According to the SEBI Chairman’s then public statement on this subject, the “separation of the roles will reduce excessive concentration of authority in a single individual.”
SEBI further added that the “… SEBI Board at this juncture, decided that this provision may not be retained as a mandatory requirement and instead be made applicable to the listed entities on a “voluntary basis”. In fact, the hectic industry lobbying to get this regulation revised, had gone to the extent of describing the regulatory decision to bring in better governance as “regulatory overreach”! It is surprising that the regulator did not see merit in firmly addressing such tone of opposition used by the industry lobby. This is despite having given a long timeline for corporate India to recruit leadership talent to meet the regulations. For a nation that boasts of exporting leadership talent abroad, we seem woefully short of talent for the initial cohort of top 500 listed firms.

Promoters club

It is noteworthy to observe that the 300 of the top 500 companies in India are family businesses. The industry lobbying has been based on one of the premise that these promoter-executives are responsible for the scale and success of their organisations, and that they have their wealth (in form of equity stakes) invested in their listed organisations. Many of these companies have the role of combined ‘Chairman and Managing Director’. This dual-role-for-single-individual carries the overlapping responsibilities of board governance as well as daily business management; this in turn could lead to conflict of interests at times.

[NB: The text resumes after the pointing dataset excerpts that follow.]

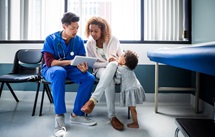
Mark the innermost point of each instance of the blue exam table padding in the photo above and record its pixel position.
(199, 58)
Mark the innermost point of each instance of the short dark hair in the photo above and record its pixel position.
(131, 59)
(69, 17)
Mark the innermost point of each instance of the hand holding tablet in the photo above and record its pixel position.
(80, 59)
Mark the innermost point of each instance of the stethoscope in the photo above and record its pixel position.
(59, 44)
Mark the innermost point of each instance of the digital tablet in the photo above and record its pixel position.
(80, 59)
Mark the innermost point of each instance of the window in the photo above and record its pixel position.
(131, 20)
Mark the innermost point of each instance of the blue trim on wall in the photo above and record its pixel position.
(168, 76)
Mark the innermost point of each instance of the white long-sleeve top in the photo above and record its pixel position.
(111, 48)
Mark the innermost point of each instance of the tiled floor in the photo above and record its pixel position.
(16, 119)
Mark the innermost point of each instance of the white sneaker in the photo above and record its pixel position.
(82, 120)
(60, 128)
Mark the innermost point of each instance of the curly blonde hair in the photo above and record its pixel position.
(102, 24)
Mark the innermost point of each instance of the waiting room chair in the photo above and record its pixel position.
(26, 68)
(47, 89)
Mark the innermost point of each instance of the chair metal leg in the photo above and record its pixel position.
(42, 98)
(176, 132)
(35, 100)
(48, 92)
(128, 113)
(12, 92)
(2, 85)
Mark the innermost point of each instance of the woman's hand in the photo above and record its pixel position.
(83, 67)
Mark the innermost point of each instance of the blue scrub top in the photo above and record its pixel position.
(55, 45)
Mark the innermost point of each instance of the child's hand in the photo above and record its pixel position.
(112, 59)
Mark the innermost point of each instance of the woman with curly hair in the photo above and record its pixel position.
(106, 48)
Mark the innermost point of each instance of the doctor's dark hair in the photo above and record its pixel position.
(131, 59)
(102, 24)
(69, 17)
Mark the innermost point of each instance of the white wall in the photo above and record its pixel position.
(7, 51)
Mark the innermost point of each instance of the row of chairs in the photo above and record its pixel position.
(26, 68)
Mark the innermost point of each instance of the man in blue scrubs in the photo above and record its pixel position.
(59, 50)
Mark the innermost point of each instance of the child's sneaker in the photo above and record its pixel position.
(82, 120)
(60, 128)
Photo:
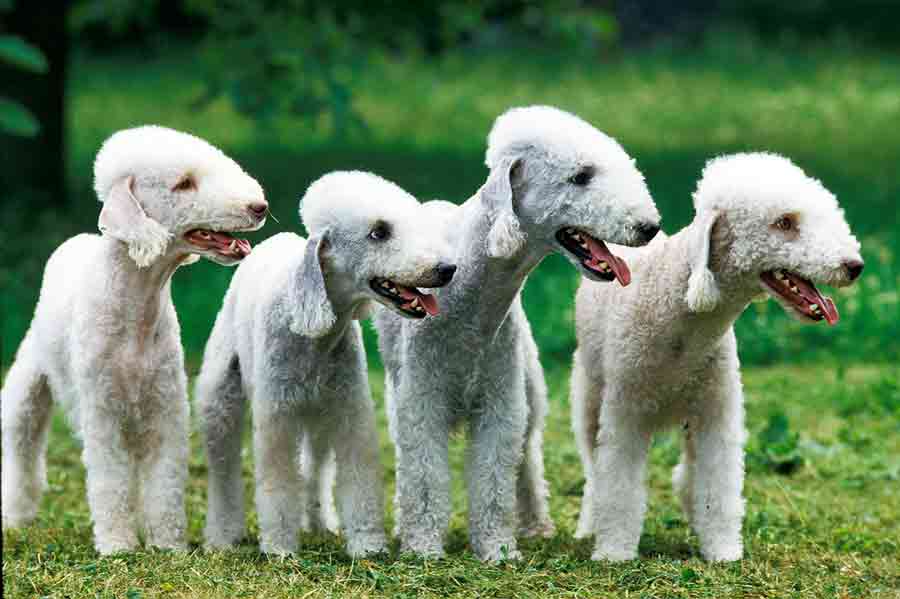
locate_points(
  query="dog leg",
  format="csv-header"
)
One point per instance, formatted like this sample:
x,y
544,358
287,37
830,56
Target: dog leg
x,y
620,495
422,507
360,490
109,479
26,415
163,472
278,485
221,402
718,506
531,489
497,435
585,402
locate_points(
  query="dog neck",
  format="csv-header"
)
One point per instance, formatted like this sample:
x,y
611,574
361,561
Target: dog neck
x,y
485,287
142,293
735,291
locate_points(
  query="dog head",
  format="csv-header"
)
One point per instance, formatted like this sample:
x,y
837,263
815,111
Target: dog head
x,y
369,241
559,184
167,192
765,223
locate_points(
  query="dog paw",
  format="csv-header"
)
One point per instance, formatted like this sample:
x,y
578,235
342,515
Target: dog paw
x,y
498,553
113,546
277,549
366,544
423,550
613,554
544,529
723,553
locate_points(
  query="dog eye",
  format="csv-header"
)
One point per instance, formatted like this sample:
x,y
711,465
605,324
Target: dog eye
x,y
380,232
186,183
784,223
582,177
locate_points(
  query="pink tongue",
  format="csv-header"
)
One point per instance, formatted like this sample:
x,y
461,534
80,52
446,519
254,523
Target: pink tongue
x,y
428,301
812,295
599,252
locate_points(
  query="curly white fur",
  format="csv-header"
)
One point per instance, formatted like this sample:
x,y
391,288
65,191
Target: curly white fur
x,y
662,352
286,340
477,362
105,341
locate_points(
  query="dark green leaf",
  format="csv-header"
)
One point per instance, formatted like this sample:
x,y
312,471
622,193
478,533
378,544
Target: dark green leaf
x,y
17,120
16,51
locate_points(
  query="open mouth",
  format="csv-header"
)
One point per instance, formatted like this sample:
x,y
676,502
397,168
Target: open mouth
x,y
594,256
219,242
408,300
801,295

In May 2018, to address this dual-role risk, SEBI amended its ‘Listing Obligations and Disclosure Requirements’—known popularly as LODR. With this amendment, it required the top 500 listed entities to ensure that the Chairperson of the Board shall be a Non-Executive Director and not related to the Managing Director or the Chief Executive Officer of the entity.
Questions around the true independence of such regulatory bodies emerge, if they are forced to change their policy stance and deadlines merely because the sectoral participants want it to be changed!
Often, market analysts and investors have genuine concerns about weak corporate governance that range from related party transactions to concentration of power and executive authority in promoter-executives. The contemporary investors also have sought establishment of diversity programmes as well as transparently laid down whistle-blower policies. In addition, the governance style has to reflect the current modern capital market’s needs. Over the past few years, SEBI has been bringing in tighter regulations aimed to boost the corporate governance standards, including those to address the conduct of related-party transactions.

Toothless SEBI?

The splitting of the posts is a critical push in nudging the reluctant. However, this dilution of the regulatory push in strengthening corporate governance is putting a damper on India’s ESG journey, especially when we want to attract sufficient foreign capital into the Indian markets. Is this giving way to industry lobbying a sign of independence of regulators? Questions around the true independence of such regulatory bodies emerge, if they are forced to change their policy stance and deadlines merely because the sectoral participants want it to be changed! Is it a sign of giving in to corporate India pushback on corporate governance reforms, in lieu of getting them to increasing their investments in developing the economy? Is it a measure of influence of business families in securing policy framework that they need to maintain their wealth, even at the cost of having almost unbridled power in the public-listed entities that they run? Allowing such concessions is similar to a student asking the education board to shift the exam date, just because the student is unprepared! If the regulator keeps undermining the importance of a timeline based regulations by constantly shifting their own deadlines, their authority gets undermined. The larger question that begets attention is the intent of the regulator—do they want such firmer regulations in place or is it mere posturing about regulatory developments?